Sharding multiple arrays

When you pass multiple arrays to shard(), the same indices are selected from each one — so paired data stays consistent:

x, y = sky.shard(full_x, full_y, shuffle=True, seed=42)

This is critical for supervised learning: features and labels, inputs and targets, questions and answers. After sharding, x[i] still corresponds to y[i] because the same positions were selected from both arrays. You can pass any number of arrays to a single shard() call, and they'll all be split at the same indices.

Type preservation

shard() returns the same type it receives. Lists produce lists, tuples produce tuples, NumPy arrays produce arrays, PyTorch tensors produce tensors:

@sky.function
def show_shard_types() -> dict:
    """Demonstrate that shard() preserves types."""
    import numpy as np

    info = sky.instance_info()
    assert info is not None

    sharded_list = sky.shard(list(range(100)))
    sharded_tuple = sky.shard(tuple(range(100)))
    sharded_array = sky.shard(np.arange(100))

    return {
        "node": info.node,
        "list": type(sharded_list).__name__,
        "tuple": type(sharded_tuple).__name__,
        "array": type(sharded_array).__name__,
    }

This means you can shard a tensor and immediately pass it to a model without type conversions or wrapping. The sharding operation is transparent to downstream code — it doesn't know (or care) that it's working with a subset.

Equal-size shards with drop_last

By default, striding can produce shards of slightly different sizes when the total isn't evenly divisible. If your training loop requires fixed batch dimensions (common with compiled models or certain padding strategies), use drop_last=True:

x, y = sky.shard(x_full, y_full, drop_last=True)

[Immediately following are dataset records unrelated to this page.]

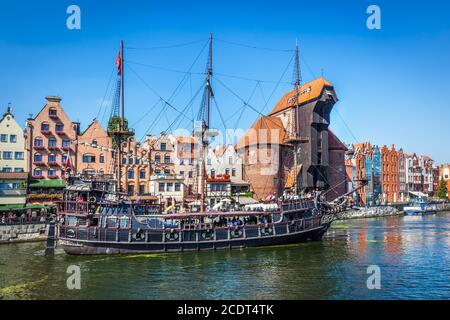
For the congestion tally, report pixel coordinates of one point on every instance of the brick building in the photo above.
(267, 148)
(95, 154)
(390, 174)
(50, 140)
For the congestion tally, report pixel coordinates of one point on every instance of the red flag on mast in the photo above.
(67, 162)
(119, 63)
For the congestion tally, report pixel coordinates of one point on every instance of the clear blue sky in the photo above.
(392, 83)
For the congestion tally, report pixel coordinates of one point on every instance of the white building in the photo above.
(12, 144)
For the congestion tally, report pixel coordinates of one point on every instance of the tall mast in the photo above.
(297, 116)
(122, 85)
(205, 127)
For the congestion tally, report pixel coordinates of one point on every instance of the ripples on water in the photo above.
(412, 252)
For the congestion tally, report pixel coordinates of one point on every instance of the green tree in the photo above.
(442, 193)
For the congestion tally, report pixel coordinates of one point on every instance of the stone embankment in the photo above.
(370, 212)
(32, 231)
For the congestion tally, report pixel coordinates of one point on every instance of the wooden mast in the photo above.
(205, 127)
(297, 117)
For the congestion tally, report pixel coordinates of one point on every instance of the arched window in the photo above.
(45, 127)
(52, 143)
(88, 158)
(37, 157)
(52, 112)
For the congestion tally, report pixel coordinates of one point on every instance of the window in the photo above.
(38, 142)
(130, 190)
(88, 158)
(52, 142)
(7, 155)
(66, 143)
(18, 155)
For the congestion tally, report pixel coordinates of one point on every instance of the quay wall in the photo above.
(22, 232)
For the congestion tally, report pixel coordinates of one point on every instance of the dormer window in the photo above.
(52, 112)
(45, 127)
(38, 142)
(59, 127)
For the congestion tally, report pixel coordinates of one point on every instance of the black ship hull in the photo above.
(88, 247)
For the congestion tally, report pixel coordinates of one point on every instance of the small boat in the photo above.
(420, 207)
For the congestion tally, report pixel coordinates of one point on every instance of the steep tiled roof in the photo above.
(334, 143)
(308, 92)
(263, 131)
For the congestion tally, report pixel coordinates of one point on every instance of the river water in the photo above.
(413, 254)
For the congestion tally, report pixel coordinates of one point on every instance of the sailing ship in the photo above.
(95, 218)
(420, 206)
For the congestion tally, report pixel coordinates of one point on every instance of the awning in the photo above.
(418, 194)
(245, 200)
(79, 187)
(55, 183)
(11, 207)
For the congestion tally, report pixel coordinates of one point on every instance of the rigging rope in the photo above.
(253, 47)
(167, 46)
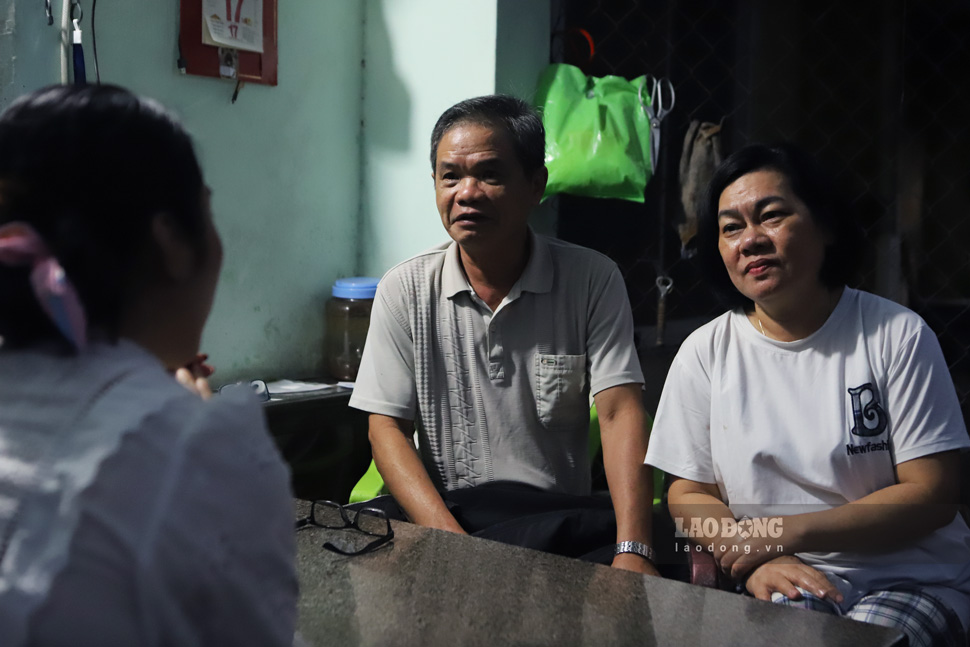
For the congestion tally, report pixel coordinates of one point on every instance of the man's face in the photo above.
(483, 194)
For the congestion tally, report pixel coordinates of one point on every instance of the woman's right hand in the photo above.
(196, 384)
(783, 574)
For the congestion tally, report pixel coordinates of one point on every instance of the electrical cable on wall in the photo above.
(94, 42)
(80, 76)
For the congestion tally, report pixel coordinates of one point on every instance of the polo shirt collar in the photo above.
(536, 277)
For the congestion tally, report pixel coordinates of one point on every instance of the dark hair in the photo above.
(517, 117)
(811, 184)
(88, 166)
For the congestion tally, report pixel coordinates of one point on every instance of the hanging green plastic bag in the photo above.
(597, 133)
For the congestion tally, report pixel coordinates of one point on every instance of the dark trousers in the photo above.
(582, 527)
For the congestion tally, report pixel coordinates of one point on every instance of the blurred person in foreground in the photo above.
(135, 511)
(814, 428)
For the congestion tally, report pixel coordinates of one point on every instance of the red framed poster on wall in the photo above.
(204, 60)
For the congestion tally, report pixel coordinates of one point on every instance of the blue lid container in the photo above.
(357, 287)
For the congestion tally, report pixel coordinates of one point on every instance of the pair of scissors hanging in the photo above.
(660, 101)
(77, 13)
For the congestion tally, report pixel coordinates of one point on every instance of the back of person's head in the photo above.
(87, 167)
(513, 115)
(811, 184)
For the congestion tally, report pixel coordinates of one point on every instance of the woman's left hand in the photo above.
(194, 376)
(783, 574)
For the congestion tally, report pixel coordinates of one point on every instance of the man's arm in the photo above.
(623, 428)
(404, 474)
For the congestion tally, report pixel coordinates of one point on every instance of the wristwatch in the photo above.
(637, 547)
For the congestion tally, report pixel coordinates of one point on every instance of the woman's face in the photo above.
(768, 240)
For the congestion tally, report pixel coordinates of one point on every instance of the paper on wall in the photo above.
(233, 23)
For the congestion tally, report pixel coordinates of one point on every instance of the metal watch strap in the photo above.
(637, 547)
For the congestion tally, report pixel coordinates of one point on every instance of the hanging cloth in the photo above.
(698, 160)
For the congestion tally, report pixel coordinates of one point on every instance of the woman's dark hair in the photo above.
(88, 166)
(812, 185)
(515, 116)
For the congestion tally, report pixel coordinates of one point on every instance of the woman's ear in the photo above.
(177, 255)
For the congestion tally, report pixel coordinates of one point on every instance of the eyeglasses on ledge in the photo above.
(370, 521)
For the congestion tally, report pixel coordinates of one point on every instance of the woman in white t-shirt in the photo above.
(813, 431)
(133, 510)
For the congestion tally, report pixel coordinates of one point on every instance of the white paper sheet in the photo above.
(233, 23)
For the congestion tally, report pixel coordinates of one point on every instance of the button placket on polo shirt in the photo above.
(496, 351)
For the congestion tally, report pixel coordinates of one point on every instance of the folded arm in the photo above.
(624, 432)
(405, 475)
(922, 501)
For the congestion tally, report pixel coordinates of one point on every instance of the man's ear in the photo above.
(177, 256)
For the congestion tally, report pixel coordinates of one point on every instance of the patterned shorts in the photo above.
(927, 621)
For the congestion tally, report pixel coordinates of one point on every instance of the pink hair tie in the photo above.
(20, 245)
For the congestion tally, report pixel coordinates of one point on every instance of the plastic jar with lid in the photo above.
(348, 317)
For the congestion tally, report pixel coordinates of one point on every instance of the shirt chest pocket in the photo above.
(561, 395)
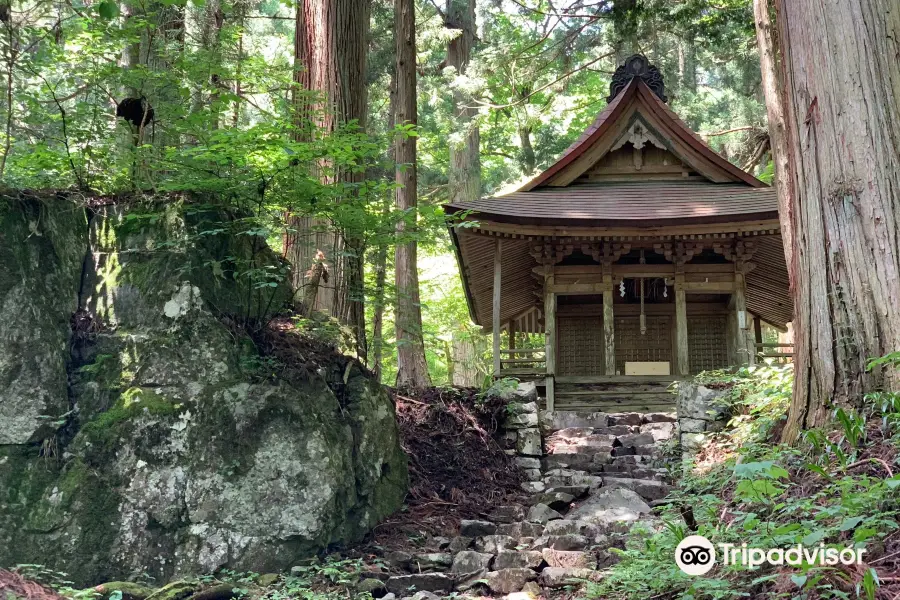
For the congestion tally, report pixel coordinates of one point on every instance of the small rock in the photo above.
(532, 487)
(428, 582)
(636, 439)
(659, 418)
(527, 462)
(432, 561)
(508, 581)
(507, 514)
(625, 419)
(522, 421)
(468, 561)
(495, 544)
(511, 559)
(541, 513)
(372, 586)
(529, 442)
(440, 542)
(460, 543)
(611, 507)
(569, 541)
(470, 528)
(557, 577)
(398, 558)
(267, 579)
(558, 501)
(568, 559)
(522, 529)
(648, 489)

This switches from striding to contiguous blocks and discards leftover elements, guaranteeing every node gets exactly the same number of samples.

Run the full example

git clone https://github.com/gabfssilva/skyward.git
cd skyward
uv run python guides/05_data_sharding.py

What you learned:

  • shard() automatically partitions data for the current node using modulo striding.
  • Multiple arrays sharded in a single call stay aligned — same indices selected from each.
  • shuffle=True + seed randomize the split deterministically, avoiding bias from data ordering.
  • Type preservation — lists, tuples, arrays, and tensors all stay their original type after sharding.
  • drop_last=True guarantees equal-size shards by discarding leftover elements.